Kendel stood. “I just got back in, so I’m going home to rest on my laurels for a while before I come back to work. Oh, one of my librarian friends said that someone in the Bartram library was looking for books about palimpsests and became quite cross when the librarians couldn’t find the book she wanted. Interesting coincidence, I thought.”
“It is, indeed,” said Diane. The voice she heard in the library, she thought.
David escorted Kendel to the door.
“I’m impressed with the people you have working for you,” said Frank.
“So am I,” said Diane. “Kendel has headhunters after her all the time. One of these days they’re going to be able to lure her away. I hope that’s not for a long time.”
David came back and sat down and sighed.
“What?” asked Neva.
“Nothing. I just wish I could get a woman like that to date me,” he said.
“Have you asked her out?” said Neva.
“No. I just told you, women like that don’t go out with guys like me,” he said.

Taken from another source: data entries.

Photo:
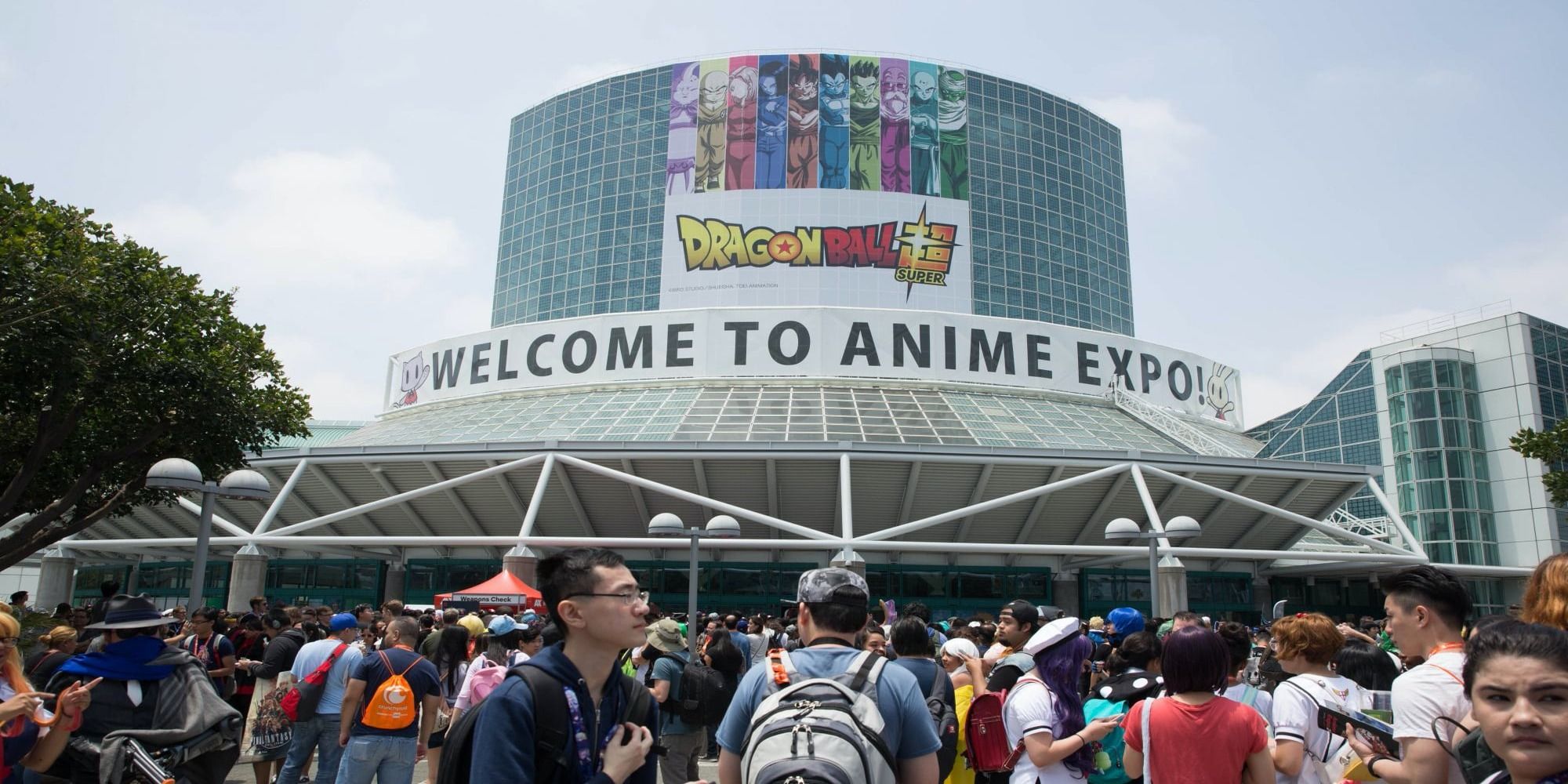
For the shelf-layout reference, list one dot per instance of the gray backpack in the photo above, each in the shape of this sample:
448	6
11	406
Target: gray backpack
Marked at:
819	730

“I’m not even going to go there,” said Neva. “She puts her panty hose on just like the rest of us. Ask her out. You may be pleasantly surprised. If she says no, then you get to complain to us for the rest of the year—it’s a win-win situation for you.”
“May I look at the book?” said Frank.
Diane handed it over to him. She had been flipping through the pages, looking for inspiration. The key was in the phrase, she was sure, but
how
eluded her.
Frank took the book and turned to page fifteen. Diane watched him reading the entire page. While Jin and David were explaining to Neva how some women are just unapproachable, Frank took the book to the computer. From her vantage point it looked like he was trying out a couple of words—with no success. Then she saw the familiar twinkle in his eye. She watched for a moment before she spoke up.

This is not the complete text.